見ちゃいけませんっ!
掲載日:2012/09/10
その2
「ままー、あの人なにやってるのー。」
「見ちゃいけませんっ!」
今日もまたあのセリフ、ミラたんは昔から奇異の目で見られてきた。
通常以上に膨らんだ体、筋肉でできた、筋肉から生まれたようなこの身体
背中には鬼の顔
だが、ミラたんには好きなものがあった、それは魔法少女ものだ、可愛らしい服を着て空を縦横無尽に飛び回る
テレビにかじりついて見ては同じように空を飛び回ることを夢想した。
それからだ、裁縫を始めて服を作り、空を駆け回るためにこの筋肉をさらに鍛え上げ、絞ることを始めたのは。
強すぎる力の前には、裁縫針は脆すぎた、力の加減を必死になって覚え、自身の動きについてこられる服を作り上げた。
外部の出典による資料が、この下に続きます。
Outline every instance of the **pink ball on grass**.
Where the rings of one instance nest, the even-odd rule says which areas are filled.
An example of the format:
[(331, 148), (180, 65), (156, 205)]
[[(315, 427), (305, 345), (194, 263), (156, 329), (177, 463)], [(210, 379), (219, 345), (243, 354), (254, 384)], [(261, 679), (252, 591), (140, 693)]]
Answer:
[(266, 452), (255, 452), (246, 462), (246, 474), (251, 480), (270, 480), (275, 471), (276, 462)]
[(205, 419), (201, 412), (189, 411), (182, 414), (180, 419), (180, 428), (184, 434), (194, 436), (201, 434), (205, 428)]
夢が叶ったのは30になってから、その脚力で空気を蹴り、空を舞ったのだ!
嬉しかった、心が震え、身体が震えた。
今はひたすら決めポーズと踊りの練習だ。
思っていたのとは違ったし、この身体も望んだものではない。
だけど、これがミラたんの魔法少女としての姿であり、夢の形である。
周りから見たらちょっと変かもしれないけれど、今はとても幸せです。